Who should foot the youth custody bill?

Howard Williamson
Tuesday, March 10, 2009

There has been renewed debate about whether local authorities should be charged when "their" young people are sentenced to custody. Frances Done, chair of the Youth Justice Board (YJB), backed the councils being charged in her recent interview with CYP Now (29 January-4 February).

There is certainly a strange scenario that some of the costs of a non-custodial sentence are picked up by the local authority through the work of the youth offending team and the programmes it is required to deliver, while custodial placements are financed through the YJB. The idea that local authorities should also pay for the latter was first mooted some five years ago.

However, even if the principle may be logical - especially in that it might "incentivise" local authorities to work harder for cheaper alternative community penalties - putting it into practice is rather more complicated. It is certainly not simply a case of transferring some pro rata resources from the YJB to local government. Rates of offending and sentences to custody vary markedly between local authorities.

The devil lies in the detail. Would the state, for example, fund custody up to a certain benchmark, with higher rates covered by council tax? What proportion of existing custodial costs would those councils with low prison rates be charged for?

Whatever the practical challenges of moving in this direction, let us return to the principles attached to the argument. Though young people should be held responsible and accountable for their offending behaviour, the further guiding elements of the youth justice system are restoration and reintegration. Young offenders are part of localities, and sending them off elsewhere to custody severs not only negative but also positive attachments and commitments.

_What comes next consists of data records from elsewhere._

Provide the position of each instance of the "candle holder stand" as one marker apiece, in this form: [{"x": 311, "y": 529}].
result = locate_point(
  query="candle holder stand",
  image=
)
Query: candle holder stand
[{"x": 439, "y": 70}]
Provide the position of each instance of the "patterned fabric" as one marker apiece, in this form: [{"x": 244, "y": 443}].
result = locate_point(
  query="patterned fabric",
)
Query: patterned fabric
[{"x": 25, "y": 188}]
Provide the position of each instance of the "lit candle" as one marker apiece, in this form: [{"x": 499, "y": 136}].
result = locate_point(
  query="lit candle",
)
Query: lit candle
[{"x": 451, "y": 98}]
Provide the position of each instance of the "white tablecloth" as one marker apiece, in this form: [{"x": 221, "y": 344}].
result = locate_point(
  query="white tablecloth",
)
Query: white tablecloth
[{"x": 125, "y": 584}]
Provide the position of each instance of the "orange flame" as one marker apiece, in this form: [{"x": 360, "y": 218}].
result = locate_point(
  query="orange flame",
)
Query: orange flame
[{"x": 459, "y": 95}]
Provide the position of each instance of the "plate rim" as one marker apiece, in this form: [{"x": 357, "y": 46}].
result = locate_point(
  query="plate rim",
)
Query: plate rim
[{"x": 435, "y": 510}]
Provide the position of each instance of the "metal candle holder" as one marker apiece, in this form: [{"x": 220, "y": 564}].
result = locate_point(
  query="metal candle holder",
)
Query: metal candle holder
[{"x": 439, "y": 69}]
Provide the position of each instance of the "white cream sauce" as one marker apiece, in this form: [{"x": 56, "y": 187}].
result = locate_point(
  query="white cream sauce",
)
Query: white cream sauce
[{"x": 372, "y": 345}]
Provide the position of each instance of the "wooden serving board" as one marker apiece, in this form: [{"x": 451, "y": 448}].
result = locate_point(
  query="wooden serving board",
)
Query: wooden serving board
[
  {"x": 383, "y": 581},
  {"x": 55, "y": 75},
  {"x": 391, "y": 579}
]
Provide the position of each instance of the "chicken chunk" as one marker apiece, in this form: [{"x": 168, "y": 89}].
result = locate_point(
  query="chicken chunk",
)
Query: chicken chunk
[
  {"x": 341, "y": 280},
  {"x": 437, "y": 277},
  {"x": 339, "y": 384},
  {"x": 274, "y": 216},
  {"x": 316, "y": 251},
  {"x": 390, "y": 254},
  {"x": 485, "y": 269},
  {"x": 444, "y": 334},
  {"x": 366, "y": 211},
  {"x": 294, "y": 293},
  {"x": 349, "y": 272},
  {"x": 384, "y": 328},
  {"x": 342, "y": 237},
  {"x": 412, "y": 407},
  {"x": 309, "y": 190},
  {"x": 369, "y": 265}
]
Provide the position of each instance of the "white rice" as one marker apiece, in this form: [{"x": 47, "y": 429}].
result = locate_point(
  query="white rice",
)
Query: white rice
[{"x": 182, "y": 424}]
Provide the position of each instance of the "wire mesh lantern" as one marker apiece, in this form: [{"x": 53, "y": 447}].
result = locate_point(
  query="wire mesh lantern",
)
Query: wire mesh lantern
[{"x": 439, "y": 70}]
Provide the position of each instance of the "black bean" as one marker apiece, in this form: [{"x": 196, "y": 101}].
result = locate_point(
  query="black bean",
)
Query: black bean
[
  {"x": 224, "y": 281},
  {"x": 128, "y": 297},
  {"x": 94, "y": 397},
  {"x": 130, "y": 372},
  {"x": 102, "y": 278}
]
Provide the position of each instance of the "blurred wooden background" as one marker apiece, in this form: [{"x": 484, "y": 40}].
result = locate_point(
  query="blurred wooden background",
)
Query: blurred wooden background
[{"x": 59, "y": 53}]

In The Man Who Listens to Horses, Monty Roberts observed that herds of wild mustang sent their wayward young stallions off to cool down but always left a visible space for them to return. This may be where early supporters of 20th-century versions of restorative justice developed their ideas around "reintegrative shaming".

Magistrates are also members of those local communities, as are the professionals who service the local youth justice system. Those professionals have, in recent years, established far more collaborative and conscientious interventions than have existed in the past. Regrettably, the sentencers and politicians often remain sceptical about their usefulness. What's more, they are subject to a wider set of pressures in terms of sentencing responsibilities and electoral popularity. It is that credibility gap that probably commits more young people to custody than needs to be the case. Before looking at the technicalities of getting more youth justice resources into the local purse through the diversion of a greater number of young people from custody, clearer relationships and a firmer understanding need to be established between all players in local youth justice.

Howard Williamson is professor of European youth policy at the University of Glamorgan.